Committed to PEOPLE'S RIGHT TO KNOW
Vol. 4 Num 283 Mon. March 15, 2004  
   
Editorial


Editorial
MPs' incorrigible default
When will it end?
It is the same olds news. In the first 19 months of the eighth parliament, telephone bills owed to 110 MPs stood at Tk 47,77,665, even though they had drawn allowances in the order of Tk one crore twenty-five lakh. As for the broader picture -- since the country's independence -- 619 MPs have piled up Tk 8,37,42,000 in arrear telephone usage charges. On the defaulters' list are speaker, deputy speaker and whip of the Jatiya Sangsad together with ministers, both sitting and former.
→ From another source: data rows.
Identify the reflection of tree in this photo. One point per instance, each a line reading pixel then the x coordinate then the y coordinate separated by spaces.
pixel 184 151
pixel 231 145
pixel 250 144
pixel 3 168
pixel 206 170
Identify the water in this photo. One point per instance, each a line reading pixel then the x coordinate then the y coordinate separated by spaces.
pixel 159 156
Members of Parliament, both of the ruling and opposition parties have had the unique privilege of the government of the day staying away from realising their outstanding telephone bills. This is perhaps the only conclusion one can draw from the telephone bill arrears piled by members of different parliaments during the last 31 years. None of the governments took any effective measure to realise the outstanding usage charges. Here is perhaps one area where a covert consensus between the ruling and opposition parties existed. Even though there may have been a more pronounced dodging tendency among the ruling party MPs compared to those of the opposition, the cumulative default overtime happened to be the creation of MPs from both sides.

Are we fast reaching a point where telephone bills will have to be written off like they are doing in the case of bank loans in the classified category remaining unpaid for five or more years? That is a sad commentary on the elite ruining the national economy through their privilege-play. In the particular case of the MPs evading payment of telephone bills, how do the people view it? Well, they think that those who were elected as lawmakers are breaking law. Moreover, the very fact that they are doing it with impunity while ordinary defaulters' telephone lines are disconnected with much less telephone bill in arrear, is clearly a negation of the fundamental principle that all are equal before the eye of law.

Bangladesh Telegraph and Telephone Board (BTTB) seems to have no other authority than to merely send notices for payment of outstanding bills to the MPs. There should be some authority and some mechanism to make sure MPs paid their bills.